Image courtesy of Johnathan Hayden
What inspires your brand and how do you keep that energy fluid in an industry often filled with smoke & mirrors?
I only PRESENT a collection once a year, so that presentation might include samples we developed further back, recuts of existing styles in newer colors/fabrics, and then sprinkle in new options that continue to expand the lifestyle. Opening up my calendar like this allows me to get the customer feedback before and after a presentation, select with their voice in mind what we will place in stores or on our site, and then spend the rest of my time developing. A large part of the brand identity is in developing textiles (often through the use of printing, beads, and embroidery - or a combination of these techniques) so the silhouettes stay fresh though we cut classic. That being said, I am inspired a lot by Anime and Science fiction. We focus on women in STEM related fields so I try to harmonize my attraction to graphic and tessellating patterns (some influences rooted in 60s and Art Nouveau art and color from modern abstract expressionists) with a sense of pragmatism in utilitarian clothing and garment details the customer explicitly describes.
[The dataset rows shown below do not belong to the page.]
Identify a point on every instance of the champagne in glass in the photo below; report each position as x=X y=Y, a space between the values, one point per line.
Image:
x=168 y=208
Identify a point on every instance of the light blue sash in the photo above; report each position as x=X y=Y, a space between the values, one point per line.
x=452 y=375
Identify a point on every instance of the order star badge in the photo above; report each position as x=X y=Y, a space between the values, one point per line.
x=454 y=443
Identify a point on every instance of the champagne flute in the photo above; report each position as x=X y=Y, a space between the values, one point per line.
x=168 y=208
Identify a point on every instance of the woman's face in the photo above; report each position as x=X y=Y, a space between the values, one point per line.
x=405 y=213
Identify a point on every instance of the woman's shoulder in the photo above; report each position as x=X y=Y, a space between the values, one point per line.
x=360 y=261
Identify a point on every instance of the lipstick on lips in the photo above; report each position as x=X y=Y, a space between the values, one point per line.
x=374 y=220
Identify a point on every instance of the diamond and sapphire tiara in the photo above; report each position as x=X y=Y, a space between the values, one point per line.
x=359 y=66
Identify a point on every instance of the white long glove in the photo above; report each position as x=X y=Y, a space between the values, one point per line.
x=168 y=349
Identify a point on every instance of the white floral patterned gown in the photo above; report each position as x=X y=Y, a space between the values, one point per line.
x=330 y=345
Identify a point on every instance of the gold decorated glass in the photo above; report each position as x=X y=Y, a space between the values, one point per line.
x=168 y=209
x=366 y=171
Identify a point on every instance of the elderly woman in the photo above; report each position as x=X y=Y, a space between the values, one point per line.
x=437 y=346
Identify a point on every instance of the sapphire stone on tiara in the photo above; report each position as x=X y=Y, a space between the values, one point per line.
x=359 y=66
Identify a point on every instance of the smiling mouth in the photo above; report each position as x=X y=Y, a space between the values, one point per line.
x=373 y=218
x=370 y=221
Image courtesy of Johnathan Hayden
What has been your greatest challenge thus far?
Growing. We know we have good products. I've been prudent to build out a foundation with my manufacturing that allows me to work in the way I want when I want (trusting my intuition for when a product feels like the next organic step to introduce beyond pursuing revenue). However, visibility on platforms that could legitimize my brand to take up even the smallest percentage of real estate space in the consumer's mind for brand recognition is the toughest. We don't have the social currency of established luxury and heritage brands so convincing someone to spend their hard earned money takes time.
Where do you hope to see the future of fashion / sustainable fashion as we climb out of a global pandemic and adjust to heightened awareness of our racial pandemic?
It's worth mentioning the existing model of harnessing the power of celebrity is an elitist clique nearly impossible to become a part of. Ego prevents evolution. It is more apparent than ever in a pandemic that a fashion system that depends on celebrity culture heavily to perpetuate desire is not necessarily one that is sustainable. The pageantry and photographs are nice, but the stark contrast of this "Hunger Games Capitol dressing" to the destruction of our planet and democracy feels like a very..."privileged Maria Antoinette euphoria". I don't know if that image ages well. Even the most beautiful work starts to feel rooted in a cynicism to be carefree when such a chasm of disparity exists between the planet, the labor, and the social class that can afford such luxuries. It's important to dream, but I don't think ONE designer is a messiah with some divine ability to make others dream - that can and should look different for different people. We really have to work together and in that sentiment, I hope fashion evolves that harmony of what we need with what we want so that more voices are, indeed, included. It's not enough to just be beautiful. Fashion must do, make, and be better.